Welche Stammstrecken-Variante ist zukunftsfähiger für die Stadtentwicklung: Ein zweiter Tunnel unter der Altstadt oder der Ausbau des oberirdischen Bahn-Südrings? Wer den zweiten Tunnel fordert, missachtet gute Gründe, die für den Südring sprechen: Die ökologisch bessere Bilanz und wichtige städtebauliche Impulse für München. Schließlich ist Bahnbau nicht nur ein Mittel zur Verkehrslenkung sondern auch Städtebau. Die Chancen für den postfossilen Stadtumbau sollten nicht verspielt werden.

In der Diskussion um den Ausbau der 2. S-Bahn-Stammstrecke wurde bislang eine Vielzahl von Argumenten zu Bahnbetrieb, technischer Machbarkeit, Kosten und Stadtplanung umfangreich und fachlich fundiert untersucht und ausgetauscht. Aus Sicht der Forums München wurden dabei allerdings andere Herausforderungen zu wenig bedacht: Die aktuellen Herausforderungen aus Klimawandel, peak oil, einem nachhaltigen Umgang mit Energie und knappen Ressourcen und damit verbunden die Frage nach zukunftsfähigen Investitionen in die Schieneninfrastruktur.

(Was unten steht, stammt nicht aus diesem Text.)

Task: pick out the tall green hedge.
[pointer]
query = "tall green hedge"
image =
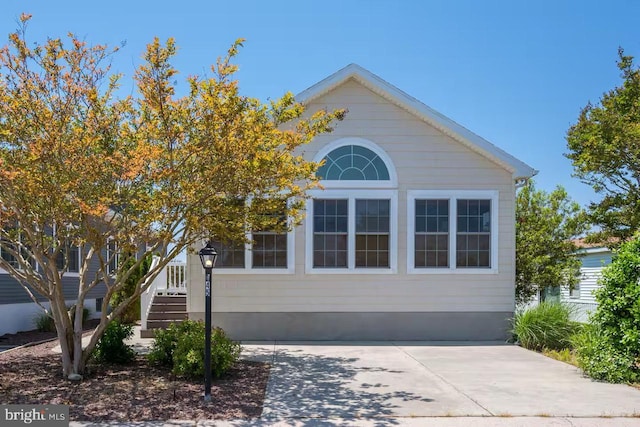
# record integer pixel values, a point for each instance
(609, 349)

Wir meinen, die Auseinandersetzung um die bessere Lösung muss im größeren Zusammenhang gesehen werden: München muss sich gerade bei einem so langfristig wirksamen Infrastrukturprojekt dem „postfossilen Stadtumbau“ mit Orientierung auf die „2000-Watt-Gesellschaft“ stellen. Denn die Zeiten, in denen Öl billig und reichlich zu haben war, sind vorbei – „peak oil ist jetzt“. Die ölbasierte Mobilität und Warenproduktion wird zurückgehen und durch andere Energieträger ersetzt werden. Damit werden viele städtische Funktionen und die Stadtgesellschaft insgesamt näher zusammenrücken müssen:

– München wird kompakter im Sinne einer „Stadt der kurzen Wege“.

– Mobilität wird deutlich teurer werden, so verliert ein wesentlicher Faktor für die anhaltende Suburbanisierung an Bedeutung, und es besteht die Chance, dass sich die Siedlungsentwicklung in der Region auf die bestehenden qualitätvollen Kleinstädte und auf die Gemeinden mit S-Bahnanschluss konzentriert.

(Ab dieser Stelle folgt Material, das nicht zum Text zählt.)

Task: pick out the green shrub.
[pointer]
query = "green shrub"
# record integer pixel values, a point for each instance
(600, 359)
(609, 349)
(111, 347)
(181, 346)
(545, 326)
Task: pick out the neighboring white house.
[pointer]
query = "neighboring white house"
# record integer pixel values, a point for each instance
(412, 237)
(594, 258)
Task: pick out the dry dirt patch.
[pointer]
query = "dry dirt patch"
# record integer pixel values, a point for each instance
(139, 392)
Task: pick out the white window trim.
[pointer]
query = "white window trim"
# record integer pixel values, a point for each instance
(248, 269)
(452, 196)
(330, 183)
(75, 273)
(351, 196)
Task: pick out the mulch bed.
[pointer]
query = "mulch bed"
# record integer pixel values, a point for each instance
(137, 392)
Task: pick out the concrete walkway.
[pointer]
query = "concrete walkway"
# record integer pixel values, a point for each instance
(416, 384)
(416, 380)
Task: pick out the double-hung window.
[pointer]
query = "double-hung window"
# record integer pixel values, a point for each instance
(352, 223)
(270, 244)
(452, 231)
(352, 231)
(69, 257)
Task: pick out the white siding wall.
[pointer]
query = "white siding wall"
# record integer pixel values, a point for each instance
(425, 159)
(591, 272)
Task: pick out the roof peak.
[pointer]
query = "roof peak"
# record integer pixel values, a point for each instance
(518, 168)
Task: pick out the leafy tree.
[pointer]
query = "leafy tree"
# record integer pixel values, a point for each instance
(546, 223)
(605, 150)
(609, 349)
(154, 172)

– Die Autoflotte in der Stadt wird aus Kostengründen deutlich abnehmen und die nicht motorisierte Mobilität zu Fuß, mit dem Fahrrad und mit dem ÖPNV entsprechend zunehmen.

– Die „polyzentrische Stadtstruktur“ Münchens mit den vorhandenen Stadtteilzentren und Quartieren wird weiter ausgebaut und in ihrer Vielfalt qualifiziert werden müssen, um den Erfordernissen einer „Renaissance der urbanen Lebens- und Arbeitsweise“ gerade bei einer weiteren Verdichtung besser gerecht zu werden.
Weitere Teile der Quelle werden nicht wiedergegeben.